Prime Central London has always been the investment destination of choice for Asian investors. Amid the uncertainty brought about by Brexit, this continues to be the case in the commercial space, with unprecedented volumes of Asian capital invested into City of London Offices for the first half of 2018.

However, in the residential market, a new trend has emerged. Residential developers have cast their eyes beyond the glamour of Knightsbridge and Kensington, looking instead into mass market residential in Greater London.

Over the past year, Eminent Asian developers traditionally focused on Prime Central London have become involved in major projects in the suburban parts of the city. Malaysian developer EcoWorld, who had previously collaborated with Ballymore on projects such as Embassy Gardens in Nine Elms, recently entered a joint venture with developer Willmott Dixon. This partnership gives EcoWorld access to over 7,000 homes, mostly in Greater London areas such as Hounslow, Tower Hamlets and Brentford.  In March, Chinese group R&F purchased a 5.5 acre site in Croydon, which has planning permission for over 1,000 apartments.

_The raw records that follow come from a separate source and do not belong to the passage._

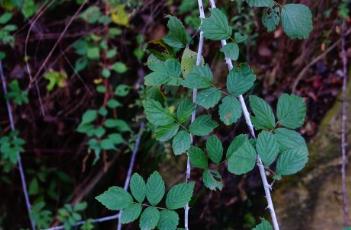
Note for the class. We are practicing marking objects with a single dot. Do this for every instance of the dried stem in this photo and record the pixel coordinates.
(266, 186)
(19, 160)
(344, 105)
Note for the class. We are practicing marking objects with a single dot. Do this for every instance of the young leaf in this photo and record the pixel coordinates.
(291, 161)
(240, 80)
(264, 117)
(149, 218)
(291, 111)
(229, 110)
(267, 147)
(214, 149)
(181, 142)
(179, 195)
(231, 50)
(264, 225)
(216, 27)
(202, 125)
(296, 20)
(260, 3)
(212, 179)
(184, 110)
(167, 132)
(200, 77)
(242, 160)
(197, 157)
(177, 36)
(208, 98)
(130, 213)
(138, 187)
(156, 114)
(115, 198)
(169, 220)
(155, 188)
(271, 18)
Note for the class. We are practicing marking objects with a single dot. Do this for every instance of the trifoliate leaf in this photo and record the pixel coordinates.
(138, 187)
(177, 36)
(271, 18)
(229, 110)
(291, 111)
(267, 147)
(197, 157)
(130, 213)
(149, 218)
(167, 132)
(243, 159)
(115, 198)
(181, 142)
(179, 195)
(208, 98)
(202, 125)
(214, 149)
(184, 110)
(231, 50)
(156, 114)
(240, 80)
(155, 188)
(264, 116)
(212, 179)
(296, 20)
(260, 3)
(216, 27)
(200, 77)
(169, 220)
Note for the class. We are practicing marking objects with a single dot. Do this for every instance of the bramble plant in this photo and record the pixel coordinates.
(277, 147)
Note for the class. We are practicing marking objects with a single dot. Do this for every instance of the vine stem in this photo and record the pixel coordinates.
(267, 187)
(193, 114)
(19, 160)
(130, 167)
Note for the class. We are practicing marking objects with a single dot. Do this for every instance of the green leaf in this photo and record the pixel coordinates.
(264, 116)
(188, 61)
(155, 188)
(169, 220)
(138, 187)
(181, 142)
(149, 218)
(291, 161)
(260, 3)
(115, 198)
(214, 149)
(296, 20)
(212, 179)
(229, 110)
(167, 132)
(231, 50)
(131, 213)
(216, 27)
(240, 80)
(243, 159)
(179, 195)
(156, 114)
(264, 225)
(202, 125)
(184, 110)
(267, 147)
(291, 111)
(271, 18)
(197, 157)
(200, 77)
(208, 98)
(177, 36)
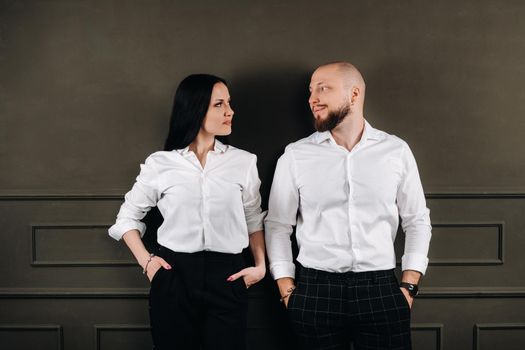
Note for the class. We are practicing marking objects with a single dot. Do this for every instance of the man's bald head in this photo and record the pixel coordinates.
(337, 90)
(349, 73)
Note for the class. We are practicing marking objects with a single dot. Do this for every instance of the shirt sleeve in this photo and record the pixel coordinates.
(282, 216)
(251, 199)
(137, 202)
(415, 216)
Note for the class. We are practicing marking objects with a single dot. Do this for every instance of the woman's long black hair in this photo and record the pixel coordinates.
(190, 105)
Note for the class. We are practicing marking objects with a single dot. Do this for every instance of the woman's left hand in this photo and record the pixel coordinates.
(251, 275)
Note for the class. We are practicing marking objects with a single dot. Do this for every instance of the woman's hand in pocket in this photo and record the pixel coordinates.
(250, 275)
(155, 265)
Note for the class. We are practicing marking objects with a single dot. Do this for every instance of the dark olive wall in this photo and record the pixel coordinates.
(85, 94)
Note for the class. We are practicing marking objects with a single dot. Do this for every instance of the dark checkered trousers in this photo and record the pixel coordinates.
(334, 310)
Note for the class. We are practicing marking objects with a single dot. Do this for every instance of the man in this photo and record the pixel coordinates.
(345, 188)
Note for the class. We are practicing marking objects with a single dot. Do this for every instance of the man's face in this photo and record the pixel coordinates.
(329, 100)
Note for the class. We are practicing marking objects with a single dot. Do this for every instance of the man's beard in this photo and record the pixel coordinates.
(333, 119)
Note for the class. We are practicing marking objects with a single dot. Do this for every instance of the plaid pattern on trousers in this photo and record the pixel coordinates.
(333, 310)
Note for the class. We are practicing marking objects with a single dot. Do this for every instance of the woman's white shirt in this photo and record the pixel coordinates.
(214, 208)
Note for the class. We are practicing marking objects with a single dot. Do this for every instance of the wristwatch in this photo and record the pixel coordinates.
(412, 288)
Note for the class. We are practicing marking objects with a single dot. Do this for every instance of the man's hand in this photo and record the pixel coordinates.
(285, 284)
(410, 276)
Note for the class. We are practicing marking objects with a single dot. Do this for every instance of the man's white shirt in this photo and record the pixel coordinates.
(346, 205)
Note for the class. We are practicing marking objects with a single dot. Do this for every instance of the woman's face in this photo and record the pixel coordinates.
(218, 119)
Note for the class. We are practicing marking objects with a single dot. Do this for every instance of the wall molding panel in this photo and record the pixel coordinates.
(24, 329)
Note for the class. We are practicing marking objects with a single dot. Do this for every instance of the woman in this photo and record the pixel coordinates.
(208, 194)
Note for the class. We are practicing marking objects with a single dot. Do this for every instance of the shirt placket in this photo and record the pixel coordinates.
(352, 227)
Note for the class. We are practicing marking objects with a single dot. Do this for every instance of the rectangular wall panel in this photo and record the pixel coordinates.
(130, 337)
(31, 337)
(499, 336)
(76, 245)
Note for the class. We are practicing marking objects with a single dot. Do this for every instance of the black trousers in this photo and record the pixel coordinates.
(192, 306)
(333, 310)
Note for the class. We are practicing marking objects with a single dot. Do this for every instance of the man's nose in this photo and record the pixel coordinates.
(313, 99)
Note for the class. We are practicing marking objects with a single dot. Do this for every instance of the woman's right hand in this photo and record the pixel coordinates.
(155, 265)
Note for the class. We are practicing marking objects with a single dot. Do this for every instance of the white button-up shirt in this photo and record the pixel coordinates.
(214, 208)
(346, 205)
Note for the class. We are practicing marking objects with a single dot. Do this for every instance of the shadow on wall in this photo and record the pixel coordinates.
(271, 111)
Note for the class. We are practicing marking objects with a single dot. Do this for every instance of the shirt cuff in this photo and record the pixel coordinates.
(255, 223)
(282, 269)
(119, 229)
(416, 262)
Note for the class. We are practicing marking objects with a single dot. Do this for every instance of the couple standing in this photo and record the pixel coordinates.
(343, 187)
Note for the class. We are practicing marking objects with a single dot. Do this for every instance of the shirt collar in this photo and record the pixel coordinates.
(217, 147)
(369, 133)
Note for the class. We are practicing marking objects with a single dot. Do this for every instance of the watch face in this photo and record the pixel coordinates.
(412, 288)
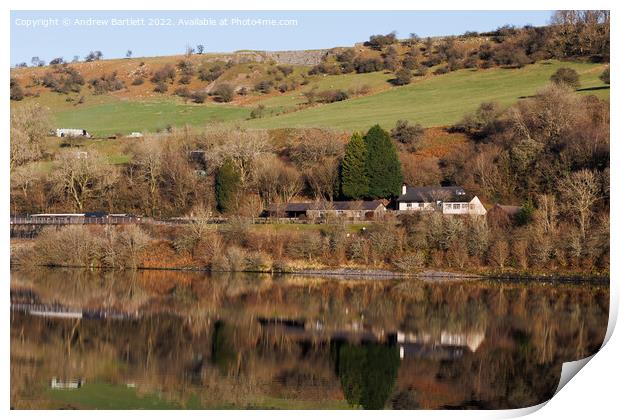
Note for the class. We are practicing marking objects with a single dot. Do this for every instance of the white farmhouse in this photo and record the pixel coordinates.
(72, 132)
(448, 200)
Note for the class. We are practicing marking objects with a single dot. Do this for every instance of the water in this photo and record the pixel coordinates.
(160, 339)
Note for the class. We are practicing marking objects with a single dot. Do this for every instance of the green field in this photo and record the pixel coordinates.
(431, 101)
(127, 116)
(437, 100)
(110, 397)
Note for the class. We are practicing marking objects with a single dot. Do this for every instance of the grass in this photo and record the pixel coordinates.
(298, 227)
(430, 101)
(127, 116)
(118, 397)
(374, 81)
(110, 397)
(437, 100)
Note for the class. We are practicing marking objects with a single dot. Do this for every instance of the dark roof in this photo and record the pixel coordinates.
(453, 194)
(326, 205)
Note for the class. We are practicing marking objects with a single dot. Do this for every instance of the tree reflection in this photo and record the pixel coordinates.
(367, 373)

There are various reasons why these developers are now looking to diversify their portfolio.


Prime Central Sales Floundering

Home prices in Prime Central London have fallen to a 5-year low, according to property data network consultant Lonres. Being largely an investors’ market, the area has been hardest hit by the additional 3% stamp duty imposed on buyers with more than one property as well as uncertainties brought about by Brexit.  Given the higher entry price, investors looking to take advantage of the Sterling weakness have turned to regional cities such as Manchester and Birmingham, as well as options within Greater London.

Consequently, there remains unsold stock within Central London. According to Molior London, over 2,000 new-build homes, or 39% of the total number of homes sold in the second quarter of 2018 were purchased in bulk. With a typical discount of over 10% to asking prices, this would undoubtedly impact the profits reaped by developers. In view of the existing oversupply, it is no longer a viable option to concentrate solely on Prime Central London developments.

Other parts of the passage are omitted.